International career
- 2007: Gambia U17
- 2008: Gambia U20

Managerial career
- 2022–: Ballard FC (assistant)

= Amadou Sanyang =

Gambian footballer (born 1991)

Amadou Sanyang (born 1 August 1991) is a Gambian footballer who plays as a defender or midfielder.

==Club career==
===Professional===
Sanyang began his professional career with Real de Banjul of the Gambian Championnat National D1. Sanyang's time with Real de Banjul was a successful one, and in 2007 he was honoured as the best midfielder in the Gambian League.

His play with the Gambian Under-20 National Team sparked interest among Major League Soccer clubs and in early 2009 he was signed by Toronto FC along with a fellow countrymen Emmanuel Gomez. Due to his age he was initially ineligible to join the senior squad until his 18th birthday, which took place on 1 August 2009; during this time he trained with both the senior team and the TFC Academy. He played with the Toronto FC Academy in the Canadian Soccer League during this time.

Sanyang made his debut for Toronto FC on 1 August 2009 as a sub vs. New England Revolution.

In September 2009, two Ligue 1 clubs sent scouts to Toronto to watch him in action. Dutch club PSV Eindhoven also requested video footage.

Sanyang made 14 appearances in his second year with Toronto and first full season, he was plagued with a concussion that prevented him making any appearances in the second half of the season.

On 30 July 2011, Sanyang signed with Seattle Sounders FC.

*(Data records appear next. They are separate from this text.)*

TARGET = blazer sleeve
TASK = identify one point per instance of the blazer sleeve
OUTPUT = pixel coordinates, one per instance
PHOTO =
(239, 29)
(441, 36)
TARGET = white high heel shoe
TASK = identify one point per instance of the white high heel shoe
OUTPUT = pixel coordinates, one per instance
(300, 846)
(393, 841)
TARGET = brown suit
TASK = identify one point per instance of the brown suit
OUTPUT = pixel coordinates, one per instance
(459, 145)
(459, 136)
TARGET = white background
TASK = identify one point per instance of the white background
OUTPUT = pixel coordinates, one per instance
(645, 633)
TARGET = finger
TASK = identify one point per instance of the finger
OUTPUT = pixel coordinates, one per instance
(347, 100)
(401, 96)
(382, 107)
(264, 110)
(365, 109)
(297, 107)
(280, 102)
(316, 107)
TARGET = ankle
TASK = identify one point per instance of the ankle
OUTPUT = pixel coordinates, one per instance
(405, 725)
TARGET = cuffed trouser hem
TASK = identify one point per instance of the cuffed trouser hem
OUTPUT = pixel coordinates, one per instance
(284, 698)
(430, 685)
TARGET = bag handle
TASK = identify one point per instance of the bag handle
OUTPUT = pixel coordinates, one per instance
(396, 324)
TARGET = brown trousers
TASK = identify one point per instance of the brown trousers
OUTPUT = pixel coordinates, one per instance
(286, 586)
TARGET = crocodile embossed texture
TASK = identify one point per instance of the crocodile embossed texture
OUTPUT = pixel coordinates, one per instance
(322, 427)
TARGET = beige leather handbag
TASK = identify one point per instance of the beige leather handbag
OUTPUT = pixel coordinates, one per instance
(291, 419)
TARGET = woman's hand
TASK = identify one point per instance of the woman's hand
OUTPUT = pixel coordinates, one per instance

After his release by Seattle, Sanyang signed with USL Pro club Charleston Battery on 6 April 2012.

== International career ==
Sanyang has represented his nation at various youth levels. He was a member of the Gambian U-17 National Team, and is currently part of the U-20 squad. In 2007, he helped lead the Gambian U-17 squad in conquering the Four Nation Tournament held in Côte d'Ivoire. He was named the second best player in the tournament.

== Managerial career ==
Sanyang joined the coaching staff of Ballard FC in the USL League Two as an assistant coach in 2022. He re-sign with the club the following season.